To find the person's resultant displacement, we need to calculate the sum of their displacements in the x-direction (east/west) and the y-direction (north/south).
First, let's break down each path into their x and y components:
Path 1:
Distance = 100.0 m
x-component = 100.0 m (since it is due east, there is no north/south component)
y-component = 0.0 m (as there is no north/south movement)
Path 2:
Distance = 270.0 m
x-component = 0.0 m (since it is due south, there is no east/west component)
y-component = -270.0 m (negative because it is moving south)
Path 3:
Distance = 140.0 m
To find the x and y components, we can use trigonometry.
The angle of the path with respect to the west is 30.0°, and the total distance is 140.0 m.
x-component = 140.0 m * cos(30.0°)
y-component = -140.0 m * sin(30.0°)
Path 4:
Distance = 160.0 m
To find the x and y components, we can again use trigonometry.
The angle of the path with respect to the west is 60.0°, and the total distance is 160.0 m.
x-component = 160.0 m * cos(60.0°)
y-component = 160.0 m * sin(60.0°)
Now, we can add up the x and y components to find the resultant displacement:
Total x-component = 100.0 m + 0.0 m + 140.0 m * cos(30.0°) + 160.0 m * cos(60.0°)

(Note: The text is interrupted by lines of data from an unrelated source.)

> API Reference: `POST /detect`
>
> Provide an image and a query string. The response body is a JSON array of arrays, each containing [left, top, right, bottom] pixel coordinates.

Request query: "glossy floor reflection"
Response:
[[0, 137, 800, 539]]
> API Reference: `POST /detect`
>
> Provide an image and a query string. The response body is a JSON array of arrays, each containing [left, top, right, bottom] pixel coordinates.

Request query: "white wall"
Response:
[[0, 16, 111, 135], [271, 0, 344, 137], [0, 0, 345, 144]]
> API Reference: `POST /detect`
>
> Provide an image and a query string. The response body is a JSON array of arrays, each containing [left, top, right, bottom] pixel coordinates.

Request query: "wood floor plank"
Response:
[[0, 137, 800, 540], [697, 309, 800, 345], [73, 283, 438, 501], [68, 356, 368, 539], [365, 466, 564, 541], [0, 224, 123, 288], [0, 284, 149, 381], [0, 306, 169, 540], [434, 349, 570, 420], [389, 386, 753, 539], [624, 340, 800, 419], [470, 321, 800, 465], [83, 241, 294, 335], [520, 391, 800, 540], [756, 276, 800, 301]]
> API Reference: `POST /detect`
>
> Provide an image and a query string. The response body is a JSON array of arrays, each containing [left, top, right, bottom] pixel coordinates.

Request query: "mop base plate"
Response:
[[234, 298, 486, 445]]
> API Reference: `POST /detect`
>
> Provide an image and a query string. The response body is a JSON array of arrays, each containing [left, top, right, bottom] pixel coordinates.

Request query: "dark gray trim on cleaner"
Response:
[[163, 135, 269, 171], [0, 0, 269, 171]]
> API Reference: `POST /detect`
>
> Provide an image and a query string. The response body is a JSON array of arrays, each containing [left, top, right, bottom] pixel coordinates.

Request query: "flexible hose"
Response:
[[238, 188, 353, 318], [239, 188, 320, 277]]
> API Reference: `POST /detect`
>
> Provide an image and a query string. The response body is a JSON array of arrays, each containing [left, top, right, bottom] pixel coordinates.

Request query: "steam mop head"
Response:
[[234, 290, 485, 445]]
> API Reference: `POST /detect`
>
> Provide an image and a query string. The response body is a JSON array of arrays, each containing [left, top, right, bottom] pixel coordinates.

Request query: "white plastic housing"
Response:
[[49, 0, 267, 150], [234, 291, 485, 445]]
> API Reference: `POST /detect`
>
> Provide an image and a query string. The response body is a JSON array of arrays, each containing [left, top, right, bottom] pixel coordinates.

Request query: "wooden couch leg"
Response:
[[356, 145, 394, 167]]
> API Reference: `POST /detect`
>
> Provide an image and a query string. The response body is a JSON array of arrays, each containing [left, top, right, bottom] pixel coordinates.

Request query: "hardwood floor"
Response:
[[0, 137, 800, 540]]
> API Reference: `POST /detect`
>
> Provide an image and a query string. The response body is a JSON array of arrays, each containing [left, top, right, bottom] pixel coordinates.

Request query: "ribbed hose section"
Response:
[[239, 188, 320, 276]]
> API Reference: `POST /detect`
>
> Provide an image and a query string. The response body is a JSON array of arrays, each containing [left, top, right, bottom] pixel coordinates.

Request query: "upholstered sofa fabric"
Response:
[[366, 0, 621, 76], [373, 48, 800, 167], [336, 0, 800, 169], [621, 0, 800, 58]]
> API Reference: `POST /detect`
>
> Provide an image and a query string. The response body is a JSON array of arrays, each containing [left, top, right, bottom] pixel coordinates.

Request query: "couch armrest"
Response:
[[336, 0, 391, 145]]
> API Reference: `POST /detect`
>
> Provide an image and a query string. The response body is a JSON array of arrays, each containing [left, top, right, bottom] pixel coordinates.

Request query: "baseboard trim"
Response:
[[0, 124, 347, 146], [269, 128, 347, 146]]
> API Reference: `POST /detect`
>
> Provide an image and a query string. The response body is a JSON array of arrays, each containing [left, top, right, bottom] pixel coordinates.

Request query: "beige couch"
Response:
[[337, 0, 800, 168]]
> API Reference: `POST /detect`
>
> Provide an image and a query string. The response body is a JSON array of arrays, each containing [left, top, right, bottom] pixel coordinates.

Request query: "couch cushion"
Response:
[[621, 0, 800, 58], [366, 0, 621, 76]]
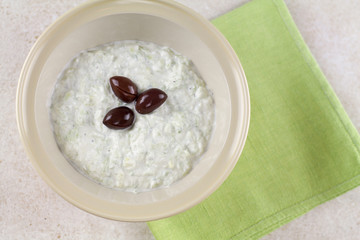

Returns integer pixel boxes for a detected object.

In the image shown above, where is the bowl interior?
[18,1,248,221]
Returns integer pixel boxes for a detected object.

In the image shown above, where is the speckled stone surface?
[0,0,360,240]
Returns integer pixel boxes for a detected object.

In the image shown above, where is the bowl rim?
[16,0,250,221]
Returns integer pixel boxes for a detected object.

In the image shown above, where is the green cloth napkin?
[148,0,360,240]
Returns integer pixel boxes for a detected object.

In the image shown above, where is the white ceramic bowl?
[16,0,250,221]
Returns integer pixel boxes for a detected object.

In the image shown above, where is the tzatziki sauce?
[49,40,215,192]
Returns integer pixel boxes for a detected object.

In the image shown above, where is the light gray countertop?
[0,0,360,240]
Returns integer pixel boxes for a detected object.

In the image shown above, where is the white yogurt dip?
[50,41,215,192]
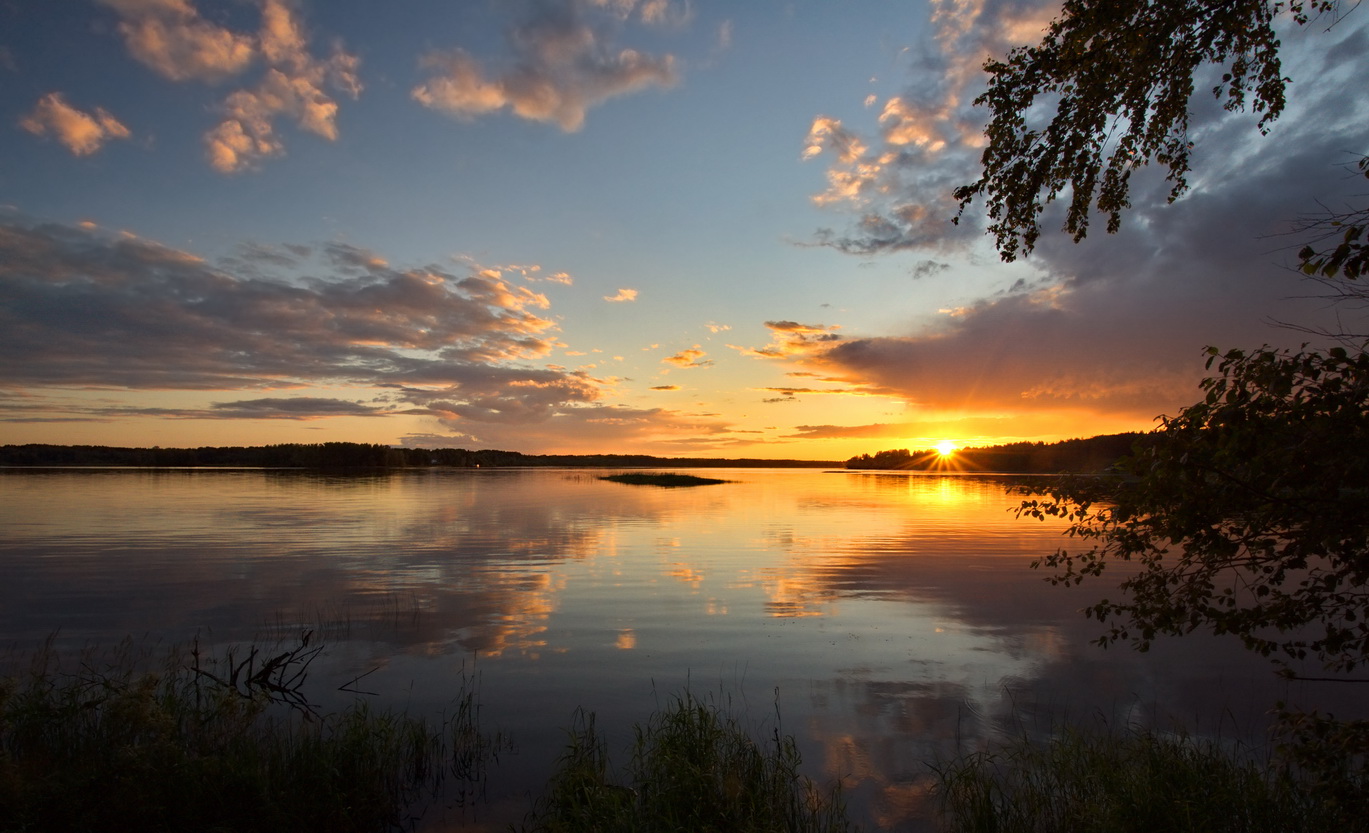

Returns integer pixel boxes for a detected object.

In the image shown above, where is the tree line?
[0,443,839,469]
[846,432,1149,474]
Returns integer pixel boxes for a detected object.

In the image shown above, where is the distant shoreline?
[0,443,845,470]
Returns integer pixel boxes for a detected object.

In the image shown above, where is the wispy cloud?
[661,344,713,367]
[19,93,131,156]
[0,221,601,423]
[728,321,842,359]
[404,403,739,453]
[412,0,678,133]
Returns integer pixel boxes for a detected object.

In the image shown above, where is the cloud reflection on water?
[0,470,1353,830]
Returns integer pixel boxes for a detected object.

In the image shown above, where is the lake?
[0,469,1362,830]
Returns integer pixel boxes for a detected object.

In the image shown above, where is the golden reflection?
[665,563,704,589]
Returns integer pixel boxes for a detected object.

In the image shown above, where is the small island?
[600,471,730,489]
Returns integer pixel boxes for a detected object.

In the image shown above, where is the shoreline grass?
[600,471,730,489]
[0,643,497,833]
[0,638,1369,833]
[932,729,1369,833]
[520,692,852,833]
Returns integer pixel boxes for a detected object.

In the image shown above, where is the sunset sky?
[0,0,1369,459]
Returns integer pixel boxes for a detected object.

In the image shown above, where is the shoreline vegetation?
[600,471,730,489]
[0,633,1365,833]
[0,443,842,469]
[846,432,1151,474]
[0,433,1149,474]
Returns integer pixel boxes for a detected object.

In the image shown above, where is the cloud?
[204,0,361,173]
[0,221,601,423]
[411,0,678,133]
[402,403,739,453]
[99,0,361,174]
[728,321,842,359]
[661,344,713,367]
[802,0,1060,255]
[19,93,131,156]
[211,396,386,419]
[96,0,257,82]
[783,1,1369,436]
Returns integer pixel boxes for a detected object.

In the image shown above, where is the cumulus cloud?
[100,0,361,173]
[97,0,257,82]
[0,221,601,423]
[411,0,678,133]
[19,93,131,156]
[783,0,1369,437]
[204,0,361,173]
[802,0,1060,255]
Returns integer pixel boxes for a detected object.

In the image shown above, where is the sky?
[0,0,1369,460]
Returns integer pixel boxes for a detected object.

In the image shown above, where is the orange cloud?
[204,0,361,174]
[19,93,131,156]
[661,344,713,367]
[604,289,637,304]
[97,0,256,82]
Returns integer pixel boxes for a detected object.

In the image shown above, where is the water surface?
[0,469,1354,830]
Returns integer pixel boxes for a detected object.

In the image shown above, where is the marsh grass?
[523,692,850,833]
[0,643,497,833]
[600,471,728,489]
[934,729,1369,833]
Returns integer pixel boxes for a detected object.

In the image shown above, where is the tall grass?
[934,729,1369,833]
[0,644,491,833]
[523,692,850,833]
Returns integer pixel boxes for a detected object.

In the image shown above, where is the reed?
[0,635,491,833]
[932,729,1366,833]
[522,692,850,833]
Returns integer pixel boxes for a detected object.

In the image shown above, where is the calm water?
[0,469,1355,830]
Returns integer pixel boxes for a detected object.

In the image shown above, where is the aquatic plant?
[523,692,850,833]
[932,729,1366,833]
[600,471,727,489]
[0,643,497,833]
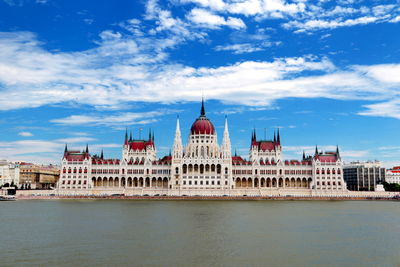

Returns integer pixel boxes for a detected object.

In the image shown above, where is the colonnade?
[92,177,169,188]
[234,177,312,188]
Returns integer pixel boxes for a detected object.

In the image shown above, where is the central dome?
[190,100,215,134]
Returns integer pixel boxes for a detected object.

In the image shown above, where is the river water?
[0,200,400,266]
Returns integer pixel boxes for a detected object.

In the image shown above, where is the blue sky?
[0,0,400,167]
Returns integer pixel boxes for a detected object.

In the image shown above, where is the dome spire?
[200,97,206,116]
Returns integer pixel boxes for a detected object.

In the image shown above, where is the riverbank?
[18,195,400,201]
[12,188,400,200]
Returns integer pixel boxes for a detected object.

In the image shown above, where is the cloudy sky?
[0,0,400,166]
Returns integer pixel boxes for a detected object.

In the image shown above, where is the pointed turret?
[200,97,206,116]
[172,116,183,158]
[276,128,281,145]
[222,116,232,159]
[124,128,128,145]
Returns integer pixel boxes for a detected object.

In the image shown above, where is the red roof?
[157,156,172,164]
[257,141,276,151]
[64,151,90,161]
[129,139,154,150]
[92,158,119,165]
[190,116,215,134]
[315,154,337,162]
[232,156,251,165]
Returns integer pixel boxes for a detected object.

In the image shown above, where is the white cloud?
[355,64,400,83]
[180,0,400,33]
[358,99,400,119]
[187,8,246,29]
[0,24,400,120]
[51,109,179,127]
[18,132,33,137]
[56,137,97,144]
[0,138,121,164]
[390,16,400,23]
[283,17,379,32]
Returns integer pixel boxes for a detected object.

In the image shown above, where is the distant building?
[0,160,19,187]
[386,166,400,184]
[343,161,386,191]
[58,102,346,195]
[19,163,60,189]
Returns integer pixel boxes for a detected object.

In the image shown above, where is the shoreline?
[16,195,400,201]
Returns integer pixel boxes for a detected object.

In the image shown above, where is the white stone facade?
[0,160,19,186]
[385,166,400,184]
[58,103,346,194]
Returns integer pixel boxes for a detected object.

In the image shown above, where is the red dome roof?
[190,116,215,134]
[190,99,215,134]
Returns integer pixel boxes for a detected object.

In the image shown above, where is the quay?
[16,189,400,200]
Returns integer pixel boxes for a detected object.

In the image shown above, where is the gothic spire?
[173,116,183,159]
[277,128,281,145]
[124,128,128,145]
[200,97,206,116]
[222,116,232,159]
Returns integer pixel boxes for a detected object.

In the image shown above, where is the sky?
[0,0,400,167]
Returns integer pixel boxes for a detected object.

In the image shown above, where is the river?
[0,200,400,266]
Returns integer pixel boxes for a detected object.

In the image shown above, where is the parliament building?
[57,101,347,195]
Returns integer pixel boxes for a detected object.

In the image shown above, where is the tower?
[172,117,183,160]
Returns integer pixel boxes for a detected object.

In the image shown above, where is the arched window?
[217,164,221,174]
[183,164,187,174]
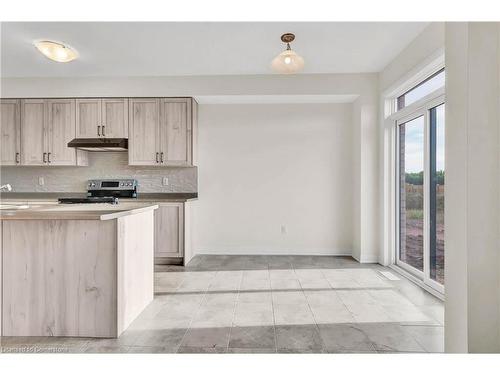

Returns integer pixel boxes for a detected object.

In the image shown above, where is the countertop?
[0,202,158,220]
[0,192,198,202]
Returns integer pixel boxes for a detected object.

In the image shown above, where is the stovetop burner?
[58,197,118,204]
[59,178,138,204]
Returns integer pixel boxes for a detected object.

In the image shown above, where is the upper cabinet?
[20,99,86,166]
[0,98,197,167]
[0,99,21,165]
[21,99,48,165]
[128,98,160,165]
[76,98,128,138]
[129,98,196,166]
[47,99,76,165]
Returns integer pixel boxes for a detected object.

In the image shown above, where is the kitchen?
[1,98,197,337]
[0,22,442,353]
[4,13,500,369]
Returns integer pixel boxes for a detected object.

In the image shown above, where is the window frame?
[389,92,446,297]
[395,67,444,112]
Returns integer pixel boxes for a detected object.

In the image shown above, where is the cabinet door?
[21,99,47,165]
[160,99,192,166]
[155,203,184,258]
[75,99,102,138]
[0,99,21,165]
[128,99,159,165]
[47,99,76,165]
[101,99,128,138]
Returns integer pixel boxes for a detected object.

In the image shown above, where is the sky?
[405,105,445,173]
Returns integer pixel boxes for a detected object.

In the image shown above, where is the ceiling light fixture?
[271,33,304,74]
[33,40,78,62]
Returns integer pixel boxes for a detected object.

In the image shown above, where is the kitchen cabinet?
[20,99,88,166]
[129,98,194,167]
[128,99,160,165]
[0,99,21,165]
[21,99,48,165]
[160,98,192,166]
[154,202,184,259]
[46,99,76,165]
[76,98,128,138]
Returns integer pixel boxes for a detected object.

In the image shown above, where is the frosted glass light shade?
[33,40,78,62]
[271,49,304,74]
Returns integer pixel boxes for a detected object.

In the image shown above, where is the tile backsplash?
[0,152,198,193]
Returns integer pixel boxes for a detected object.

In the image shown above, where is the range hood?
[68,138,128,151]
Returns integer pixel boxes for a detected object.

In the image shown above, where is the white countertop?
[0,202,158,220]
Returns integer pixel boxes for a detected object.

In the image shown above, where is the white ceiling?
[195,95,359,104]
[1,22,427,77]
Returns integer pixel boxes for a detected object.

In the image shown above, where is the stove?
[59,178,137,204]
[58,197,118,204]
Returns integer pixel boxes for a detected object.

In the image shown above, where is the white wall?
[194,104,357,254]
[379,22,444,91]
[445,22,500,353]
[0,73,380,262]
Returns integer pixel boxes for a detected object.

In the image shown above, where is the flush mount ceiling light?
[271,33,304,74]
[33,40,78,62]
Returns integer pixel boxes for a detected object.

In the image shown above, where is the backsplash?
[0,152,198,193]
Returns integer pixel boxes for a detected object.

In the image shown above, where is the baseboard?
[194,248,352,257]
[352,254,379,263]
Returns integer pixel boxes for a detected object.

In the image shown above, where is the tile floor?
[1,255,444,353]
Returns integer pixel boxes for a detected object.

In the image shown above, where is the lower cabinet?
[155,202,184,263]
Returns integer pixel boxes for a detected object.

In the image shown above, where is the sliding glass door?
[396,98,445,293]
[429,104,445,285]
[398,116,425,272]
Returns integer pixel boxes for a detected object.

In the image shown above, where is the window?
[396,69,445,111]
[429,104,445,284]
[399,116,424,271]
[393,70,445,293]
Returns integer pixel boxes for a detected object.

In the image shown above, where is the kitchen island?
[0,202,158,337]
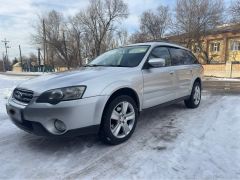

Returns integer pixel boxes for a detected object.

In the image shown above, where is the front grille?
[13,88,33,104]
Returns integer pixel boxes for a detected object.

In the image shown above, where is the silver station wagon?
[6,42,203,144]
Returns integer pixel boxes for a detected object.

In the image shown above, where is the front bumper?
[6,96,108,136]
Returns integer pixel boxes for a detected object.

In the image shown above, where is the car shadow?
[18,103,186,154]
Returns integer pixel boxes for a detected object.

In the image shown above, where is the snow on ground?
[0,75,240,179]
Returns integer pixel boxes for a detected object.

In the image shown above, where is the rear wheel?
[184,82,201,108]
[100,95,138,145]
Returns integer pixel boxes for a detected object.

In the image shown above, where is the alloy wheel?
[110,101,136,138]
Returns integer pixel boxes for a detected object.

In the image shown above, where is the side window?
[149,47,171,66]
[169,48,185,66]
[186,51,199,64]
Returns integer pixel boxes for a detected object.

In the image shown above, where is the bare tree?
[130,6,171,43]
[230,0,240,23]
[140,6,171,40]
[174,0,224,61]
[77,0,128,56]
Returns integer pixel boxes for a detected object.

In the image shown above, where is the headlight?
[37,86,86,104]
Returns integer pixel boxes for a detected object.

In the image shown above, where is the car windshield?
[87,46,149,67]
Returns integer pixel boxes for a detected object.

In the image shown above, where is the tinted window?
[89,46,149,67]
[149,47,171,66]
[186,51,198,64]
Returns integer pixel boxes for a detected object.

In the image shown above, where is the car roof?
[127,42,190,51]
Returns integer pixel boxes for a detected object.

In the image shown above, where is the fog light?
[54,119,66,132]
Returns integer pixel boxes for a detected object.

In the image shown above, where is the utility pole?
[2,53,5,72]
[2,38,10,71]
[43,19,46,65]
[19,45,23,71]
[37,48,41,72]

Total y-component = 0.0 m - 270.0 m - 140.0 m * sin(30.0°) + 160.0 m * cos(60.0°)
To find the magnitude and angle of the resultant displacement, we can use the Pythagorean theorem and trigonometry:
Resultant displacement = sqrt((Total x-component)^2 + (Total y-component)^2)
Angle = atan2(Total y-component, Total x-component)
Now you can substitute the values and calculate the resultant displacement and its angle.